Computer Security – What Your Company Can Learn from Chris Correa
November 3, 2016
When the first IBM PC was released 35 years ago, people probably did not fully comprehend how the realms of technology, intellectual property and the law would ultimately intersect. While this scenario continues to unfold as technology evolves, one recent case highlights the importance of computer security in businesses and organizations.
As an avid Baltimore Orioles fan, I was particularly interested in a case this year that involved former St. Louis Cardinals’ Scouting Director, Chris Correa, who was convicted of hacking into the Houston Astros’ computer system to gain access to baseball scouting analytics and other confidential proprietary information.
Correa’s former boss, Jeff Luhnow, the former Vice President of Scouting and Player Development for the Cardinals, left to become General Manager for the Houston Astros in 2011. Soon after, Correa hacked into Luhnow’s email account at the Astros, by guessing his password. He gained access to the Astros’ intellectual property – primarily scouting and draft data and proprietary analytics of potential players targeted by the Astros.
Correa was eventually caught and sentenced to 46 months in prison and a faces a court order to pay $279,038 in restitution.
This case stood out for several reasons.
1. The typical scenario people would imagine is where the employee leaving a company steals files or intellectual property. In this case, a new hire (Luhnow) is the direct cause for a security breach by a competitor estimated to have caused $1.7 million worth of damage to the Houston Astros. It’s a different narrative than we typically see.
2. There were some raised eyebrows over Correa’s sentence. Almost four years in federal prison for gaining access to baseball stats? While to the lay person that might seem rather excessive, people familiar with the particular statute involved here (a federal statute with a fairly broad reach that has been used to take action against people who exploit technology loopholes) know there’s a pretty strong hammer when it comes to the criminal provisions of the statute—there are available civil remedies as well. Actually, Correa escaped what could have been a heavier sentence.
3. At some point, it was leaked that the Houston Astros were using a secret network called Ground Control through a local newspaper. Once the Astros administration became aware of the leaked information, they followed stringent security protocols, changing the URL for the network and assigning new passwords. The flaw in this approach occurred when they sent this updated information through their existing email system, which Correa already had access to through Luhnow.

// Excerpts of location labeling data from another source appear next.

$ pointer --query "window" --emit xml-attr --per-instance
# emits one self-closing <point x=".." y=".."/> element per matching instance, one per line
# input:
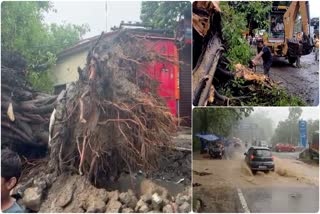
<point x="262" y="153"/>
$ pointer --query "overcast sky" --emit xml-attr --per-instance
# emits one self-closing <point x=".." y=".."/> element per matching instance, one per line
<point x="281" y="113"/>
<point x="94" y="13"/>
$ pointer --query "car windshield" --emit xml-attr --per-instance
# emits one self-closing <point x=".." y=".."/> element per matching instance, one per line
<point x="262" y="153"/>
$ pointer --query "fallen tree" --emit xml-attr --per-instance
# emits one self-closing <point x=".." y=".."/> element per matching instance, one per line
<point x="104" y="123"/>
<point x="25" y="112"/>
<point x="214" y="83"/>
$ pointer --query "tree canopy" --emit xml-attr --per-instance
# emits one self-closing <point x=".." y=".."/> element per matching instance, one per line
<point x="164" y="14"/>
<point x="287" y="131"/>
<point x="236" y="19"/>
<point x="24" y="31"/>
<point x="217" y="120"/>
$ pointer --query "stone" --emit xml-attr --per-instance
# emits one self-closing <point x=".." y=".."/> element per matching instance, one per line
<point x="144" y="209"/>
<point x="41" y="183"/>
<point x="96" y="206"/>
<point x="167" y="209"/>
<point x="147" y="198"/>
<point x="133" y="202"/>
<point x="113" y="206"/>
<point x="157" y="201"/>
<point x="114" y="195"/>
<point x="140" y="204"/>
<point x="127" y="210"/>
<point x="103" y="194"/>
<point x="185" y="208"/>
<point x="65" y="196"/>
<point x="32" y="198"/>
<point x="125" y="198"/>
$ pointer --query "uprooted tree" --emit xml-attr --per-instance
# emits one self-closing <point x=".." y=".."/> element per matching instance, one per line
<point x="25" y="112"/>
<point x="218" y="77"/>
<point x="105" y="123"/>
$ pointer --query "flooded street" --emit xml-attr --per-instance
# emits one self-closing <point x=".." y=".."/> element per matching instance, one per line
<point x="302" y="82"/>
<point x="231" y="187"/>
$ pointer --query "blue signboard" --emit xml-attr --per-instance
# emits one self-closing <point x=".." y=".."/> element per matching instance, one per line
<point x="303" y="133"/>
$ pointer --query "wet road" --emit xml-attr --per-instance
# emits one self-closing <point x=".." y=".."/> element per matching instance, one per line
<point x="302" y="82"/>
<point x="303" y="199"/>
<point x="287" y="155"/>
<point x="293" y="187"/>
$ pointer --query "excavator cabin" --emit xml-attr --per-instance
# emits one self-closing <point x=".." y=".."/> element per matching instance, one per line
<point x="288" y="33"/>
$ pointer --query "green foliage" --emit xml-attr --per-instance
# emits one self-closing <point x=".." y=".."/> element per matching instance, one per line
<point x="216" y="120"/>
<point x="235" y="18"/>
<point x="264" y="130"/>
<point x="312" y="127"/>
<point x="234" y="23"/>
<point x="256" y="11"/>
<point x="23" y="30"/>
<point x="251" y="95"/>
<point x="287" y="131"/>
<point x="164" y="14"/>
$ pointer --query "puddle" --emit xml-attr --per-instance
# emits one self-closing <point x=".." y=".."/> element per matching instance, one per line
<point x="201" y="173"/>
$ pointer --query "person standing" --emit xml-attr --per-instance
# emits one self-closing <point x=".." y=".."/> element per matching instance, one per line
<point x="10" y="174"/>
<point x="264" y="53"/>
<point x="316" y="47"/>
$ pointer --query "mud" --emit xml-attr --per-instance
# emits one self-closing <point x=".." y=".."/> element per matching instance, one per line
<point x="201" y="173"/>
<point x="217" y="192"/>
<point x="302" y="82"/>
<point x="219" y="200"/>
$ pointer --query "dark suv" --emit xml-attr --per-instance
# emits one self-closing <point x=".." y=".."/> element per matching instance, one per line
<point x="259" y="159"/>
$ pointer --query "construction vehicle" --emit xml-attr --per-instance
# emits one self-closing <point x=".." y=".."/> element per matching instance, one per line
<point x="288" y="34"/>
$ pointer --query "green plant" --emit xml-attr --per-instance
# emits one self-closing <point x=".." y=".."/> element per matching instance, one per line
<point x="23" y="30"/>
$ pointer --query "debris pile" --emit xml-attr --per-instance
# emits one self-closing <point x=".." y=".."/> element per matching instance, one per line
<point x="213" y="82"/>
<point x="105" y="123"/>
<point x="25" y="112"/>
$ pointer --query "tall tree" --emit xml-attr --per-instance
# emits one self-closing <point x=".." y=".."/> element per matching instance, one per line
<point x="216" y="120"/>
<point x="287" y="131"/>
<point x="23" y="30"/>
<point x="164" y="14"/>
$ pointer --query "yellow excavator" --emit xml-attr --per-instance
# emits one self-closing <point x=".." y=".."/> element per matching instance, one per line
<point x="288" y="34"/>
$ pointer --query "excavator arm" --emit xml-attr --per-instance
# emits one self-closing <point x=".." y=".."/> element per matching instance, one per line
<point x="297" y="44"/>
<point x="291" y="15"/>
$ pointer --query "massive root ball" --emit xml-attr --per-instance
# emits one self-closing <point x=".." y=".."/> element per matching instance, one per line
<point x="105" y="123"/>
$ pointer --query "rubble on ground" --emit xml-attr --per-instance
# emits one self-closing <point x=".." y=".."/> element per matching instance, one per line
<point x="75" y="194"/>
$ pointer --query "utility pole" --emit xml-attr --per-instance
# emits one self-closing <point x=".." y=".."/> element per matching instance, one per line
<point x="106" y="8"/>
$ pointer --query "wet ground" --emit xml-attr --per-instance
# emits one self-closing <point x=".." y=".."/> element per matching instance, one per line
<point x="302" y="82"/>
<point x="287" y="155"/>
<point x="293" y="187"/>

So for Correa, breaching the new security measures presented no challenge.
What lessons can your company learn from this?
In this case, a competing organization was able to walk in the door to a competitor in the form of a new employee. When companies hire an employee, they need to make sure they are using the best practices for their technological protocols, whether that means assigning a password at random or creating a new system for developing passwords. Since so much data is stored online, companies need to stay abreast of the latest security measures in order to protect themselves from these types of incursions.
Should a company fall victim to this type of incursion, there are civil remedies available to protect itself and strongly address these kinds of attacks.